I can only remember as far back as elementary school. Stepping on broken glass, hitting my head against the corner of a table, things like that. I usually say since around the age of five, but, really, I'm not totally sure. I'm 47 now and I did it as recently as last year, with cutting. I tend to believe you hurt yourself in other ways, like Strongernow says, and I have definitely done that. In fact it has impeded my getting better.
 
Interesting. I also have an experience, at about age 10 I gave myself a very bad scar on the outside of my wrist. It's baffled me how I had the impulse to do it, but as I aged I started to forgive that younger self and even admire it for being authentic, in a certain way I've felt unable to grasp as a grown person.

I think that kids and young selves have the capability to easily be authentic. They can express what's inside, almost on impulse. My toddler had taken to biting me at certain points of highest frustration. It was a great experience learning that they sometimes do that as a form of communication.
 
I think that all human beings like, and need, to feel that they are as strong, competent, resilient and independent as possible, and that need develops at a very young age. Ideally, well-nurtured and healthily developed children learn this through the development of their autonomy, emotional regulation and other aspects of self identity. Where that nurturance is not provided or is lacking or misdirected in any other way, I think that children, resourceful little beings that we are, have to figure this out for ourselves, and what better way to feel strong and competent and resilient than to learn that you can endure and thrive in the presence of pain and injury.

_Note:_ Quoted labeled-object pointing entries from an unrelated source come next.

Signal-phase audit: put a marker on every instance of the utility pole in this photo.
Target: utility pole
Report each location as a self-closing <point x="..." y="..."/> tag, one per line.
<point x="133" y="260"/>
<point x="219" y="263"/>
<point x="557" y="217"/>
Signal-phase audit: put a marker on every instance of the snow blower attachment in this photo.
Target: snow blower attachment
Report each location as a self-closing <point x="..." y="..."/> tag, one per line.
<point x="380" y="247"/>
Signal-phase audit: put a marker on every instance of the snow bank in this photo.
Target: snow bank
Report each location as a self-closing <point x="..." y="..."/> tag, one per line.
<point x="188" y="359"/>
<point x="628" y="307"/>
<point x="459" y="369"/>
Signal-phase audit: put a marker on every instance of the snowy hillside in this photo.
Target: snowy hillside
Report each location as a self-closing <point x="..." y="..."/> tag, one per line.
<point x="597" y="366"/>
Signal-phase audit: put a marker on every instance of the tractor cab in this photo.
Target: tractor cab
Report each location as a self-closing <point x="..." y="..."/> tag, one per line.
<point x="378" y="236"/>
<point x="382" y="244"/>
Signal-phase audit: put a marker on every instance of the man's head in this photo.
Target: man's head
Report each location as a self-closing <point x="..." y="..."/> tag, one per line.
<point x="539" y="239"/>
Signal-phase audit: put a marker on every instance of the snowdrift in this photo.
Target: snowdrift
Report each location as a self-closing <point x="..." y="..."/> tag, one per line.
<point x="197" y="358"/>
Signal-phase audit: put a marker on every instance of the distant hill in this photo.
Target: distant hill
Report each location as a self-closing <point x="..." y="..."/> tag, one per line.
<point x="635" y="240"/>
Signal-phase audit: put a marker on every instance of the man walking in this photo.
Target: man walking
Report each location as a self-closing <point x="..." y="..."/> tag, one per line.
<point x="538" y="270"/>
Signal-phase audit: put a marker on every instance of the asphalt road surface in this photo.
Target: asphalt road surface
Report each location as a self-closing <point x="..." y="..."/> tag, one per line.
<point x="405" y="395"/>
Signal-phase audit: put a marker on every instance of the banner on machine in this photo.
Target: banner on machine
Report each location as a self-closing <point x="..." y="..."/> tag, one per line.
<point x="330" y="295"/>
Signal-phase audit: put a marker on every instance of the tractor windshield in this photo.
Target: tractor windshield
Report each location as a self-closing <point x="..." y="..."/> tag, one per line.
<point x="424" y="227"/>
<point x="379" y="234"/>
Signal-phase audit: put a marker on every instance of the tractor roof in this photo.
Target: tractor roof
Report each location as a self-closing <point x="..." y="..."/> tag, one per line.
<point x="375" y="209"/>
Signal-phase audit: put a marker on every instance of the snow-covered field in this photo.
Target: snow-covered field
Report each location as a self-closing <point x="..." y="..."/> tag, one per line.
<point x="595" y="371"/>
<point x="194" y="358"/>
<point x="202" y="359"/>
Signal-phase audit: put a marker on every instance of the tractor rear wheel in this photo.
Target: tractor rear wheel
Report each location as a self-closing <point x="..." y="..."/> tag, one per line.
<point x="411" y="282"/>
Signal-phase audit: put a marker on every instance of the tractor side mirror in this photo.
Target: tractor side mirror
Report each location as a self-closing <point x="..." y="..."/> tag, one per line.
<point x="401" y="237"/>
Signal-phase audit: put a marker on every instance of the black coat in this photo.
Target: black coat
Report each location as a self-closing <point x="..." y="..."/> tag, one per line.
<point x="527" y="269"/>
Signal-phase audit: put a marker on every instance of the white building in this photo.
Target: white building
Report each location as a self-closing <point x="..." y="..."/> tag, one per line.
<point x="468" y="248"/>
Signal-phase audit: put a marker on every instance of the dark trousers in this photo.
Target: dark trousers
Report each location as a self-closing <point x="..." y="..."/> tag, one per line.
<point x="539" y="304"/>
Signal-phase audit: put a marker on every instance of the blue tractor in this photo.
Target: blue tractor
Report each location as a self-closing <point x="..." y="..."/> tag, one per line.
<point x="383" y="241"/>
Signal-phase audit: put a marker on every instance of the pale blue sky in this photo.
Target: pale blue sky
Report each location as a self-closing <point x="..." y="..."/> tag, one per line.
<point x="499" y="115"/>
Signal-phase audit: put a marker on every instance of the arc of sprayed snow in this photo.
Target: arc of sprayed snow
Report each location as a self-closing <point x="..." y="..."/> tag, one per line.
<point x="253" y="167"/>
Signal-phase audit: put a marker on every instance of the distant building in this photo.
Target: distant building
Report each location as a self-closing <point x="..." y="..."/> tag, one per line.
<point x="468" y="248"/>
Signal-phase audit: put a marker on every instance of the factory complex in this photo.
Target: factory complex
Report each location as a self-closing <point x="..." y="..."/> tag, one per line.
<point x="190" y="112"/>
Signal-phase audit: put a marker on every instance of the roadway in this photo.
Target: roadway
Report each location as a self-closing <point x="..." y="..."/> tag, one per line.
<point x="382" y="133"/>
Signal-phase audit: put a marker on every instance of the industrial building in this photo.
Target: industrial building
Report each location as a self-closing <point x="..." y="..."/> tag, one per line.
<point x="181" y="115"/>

Pain and injury are very sensory awarenesses, as you can feel pain, see and touch visible injury etc, and so I think that in some cases, children practice and repeat self harming or injuring behaviours, or facilitate other acts of hardship, as a means of feeling strong and in control of their lives.

Not saying that is the reason - I think it's hard for anyone without the full context to have much more than possible insights, but I think that this theory applies in part to my own development of self hahrming and extreme pain tolerance behaviours, and may well apply, at least in part, to others too - particularly those from chaotic homes.